Instead of looking at his bride, the beautiful woman walking down the aisle beaming with joy and
elation, he looked at the one thing in this world that gave him an immediate sense of comfort, that
always warmed his heart and filled him with love and longing.
Instead of looking at his bride, he looked at the girl seated behind his parents, the girl wrapped up
in the arms of his childhood friend, smiling innocently as if she didn’t know what was racing
through his mind on his wedding day. He knew that if she didn’t know now, she would know
exactly what he was thinking, feeling, very soon because in a few days she was going to be going
through the same thing.
He looked at her and it was only one moment before she felt his gaze and lifted her breathtaking
face to connect them with one another, to finally show him the nose and the eyes and the lips he
loved so much, knew so well he could trace them into the sheets of his bed with his own eyes shut
tight. He examined those features he adored, the ones he never woke up to but he drank in any
night or afternoon they could be together, the last time he could do it before he was officially a
married man, the last time he could look upon her without a ring and a set of vows binding him to
another woman.
And then she was in front of him, the woman he was marrying, not the love of his life but the love
he was settling for, her father trying to pass her off to him, Jungkook’s mind screaming don’t smile
at me like that, I don’t deserve this girl, I don’t deserve to be your son-in-law, I don’t deserve any
of your love and acceptance.

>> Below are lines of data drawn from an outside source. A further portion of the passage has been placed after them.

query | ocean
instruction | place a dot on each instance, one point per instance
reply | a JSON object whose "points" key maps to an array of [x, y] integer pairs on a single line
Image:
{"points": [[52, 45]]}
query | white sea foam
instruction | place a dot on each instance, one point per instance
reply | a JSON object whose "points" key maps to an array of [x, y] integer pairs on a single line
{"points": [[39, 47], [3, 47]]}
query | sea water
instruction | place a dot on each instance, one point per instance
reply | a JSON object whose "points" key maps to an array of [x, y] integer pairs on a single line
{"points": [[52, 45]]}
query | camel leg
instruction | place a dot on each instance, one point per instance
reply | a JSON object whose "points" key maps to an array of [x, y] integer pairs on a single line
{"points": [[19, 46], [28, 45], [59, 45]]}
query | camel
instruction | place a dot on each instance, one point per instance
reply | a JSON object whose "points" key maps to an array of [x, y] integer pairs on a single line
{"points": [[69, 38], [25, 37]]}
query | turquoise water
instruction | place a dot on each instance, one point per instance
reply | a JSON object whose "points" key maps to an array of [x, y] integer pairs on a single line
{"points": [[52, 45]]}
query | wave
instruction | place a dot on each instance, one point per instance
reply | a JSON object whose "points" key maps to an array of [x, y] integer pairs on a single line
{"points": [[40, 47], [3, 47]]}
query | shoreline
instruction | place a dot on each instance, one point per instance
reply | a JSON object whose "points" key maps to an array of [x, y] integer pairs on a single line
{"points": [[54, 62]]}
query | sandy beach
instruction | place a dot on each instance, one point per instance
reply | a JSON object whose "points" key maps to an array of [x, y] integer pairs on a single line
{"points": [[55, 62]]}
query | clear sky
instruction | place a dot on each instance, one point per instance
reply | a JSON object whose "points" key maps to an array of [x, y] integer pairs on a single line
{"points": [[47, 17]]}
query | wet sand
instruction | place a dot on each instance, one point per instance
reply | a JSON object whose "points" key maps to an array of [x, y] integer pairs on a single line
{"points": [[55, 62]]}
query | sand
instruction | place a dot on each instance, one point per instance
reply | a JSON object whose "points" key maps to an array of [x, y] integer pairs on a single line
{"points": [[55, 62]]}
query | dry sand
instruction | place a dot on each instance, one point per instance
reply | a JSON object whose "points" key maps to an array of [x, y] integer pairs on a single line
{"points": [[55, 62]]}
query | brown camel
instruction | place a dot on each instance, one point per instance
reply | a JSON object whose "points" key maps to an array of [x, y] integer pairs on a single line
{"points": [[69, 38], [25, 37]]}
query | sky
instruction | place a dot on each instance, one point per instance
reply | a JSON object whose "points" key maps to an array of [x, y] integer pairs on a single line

His heart was not just racing now; it was exploding in his chest and
he didn’t know what else to do when her small, soft hand was in front of him, waiting for him, but
to look back at the girl sitting behind his parents, the girl who was home and foreign all at the same
time.
He glanced at her once more, but this time she was looking straight at him, lifeless eyes boring
into him, face passive and emotionless, nothing on it besides for a placid tranquility. He only
looked for a mere second or two but what transpired in that fleeting moment changed his life
forever.
Jungkook’s eyes traveled from her own down to the lips he’d kissed so many times he could predict
how and where they’d move against his, felt them so often on his neck and his bare body he’d
memorized the dip of her cupid’s bow, the fullness of them, the corners that would curve upwards
when he made her smile and she filled his ears with her beautiful laugh.

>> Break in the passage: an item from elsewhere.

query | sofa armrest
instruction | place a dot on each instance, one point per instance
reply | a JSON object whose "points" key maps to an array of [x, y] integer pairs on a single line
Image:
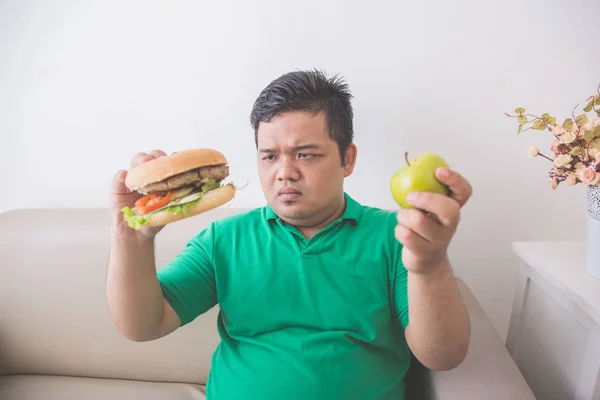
{"points": [[488, 372]]}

But she wasn’t smiling now, wasn’t laughing, she was mouthing something to him that he was
able to decipher only due to the desperate overdrive his mind was in, making him hyper aware,
tense and focused. And when he understood what she was trying to tell him, the girl he loved so
much he would’ve given everything up for her, his heart shriveled up, withering away into a wilted
carcass of what it once was. The words stabbed at him, thrusting and slicing and cutting him into
pieces, but he still did what she silently commanded all the way from across the room.
Do it, she mouthed.
He took the hand of the woman in front of him, giving her the smile he knew everyone was
expecting him to, and pulled her onto the altar next to him.
Do it, he obeyed.

It was 7 years before the day of your wedding.


It was the start of your second year in university, a warm spring afternoon when you woke up from
a nap in his bed, wrapped up in his strong arms and enveloped in his familiar scent. He was snoring
softly, a sound you’d learned to love since you began waking up to it whenever you spent the night
in his dorm, since you began exploring his body and learning him like you’d once learned the boy
you left back home, the boy you once loved. You sighed wistfully gazing upon the man you had
been with since university began two years ago, gazed upon his still swollen lips, the purple and
brown hues on your boyfriend’s neck. He was a deep sleeper, always had been, and you
remembered back to when you were children, with the other two, when he would fall asleep in the
dewy grass and remain there until his mother came to fetch him, long after you and the other kids
left him there, giggling as you all ran away to start on another adventure.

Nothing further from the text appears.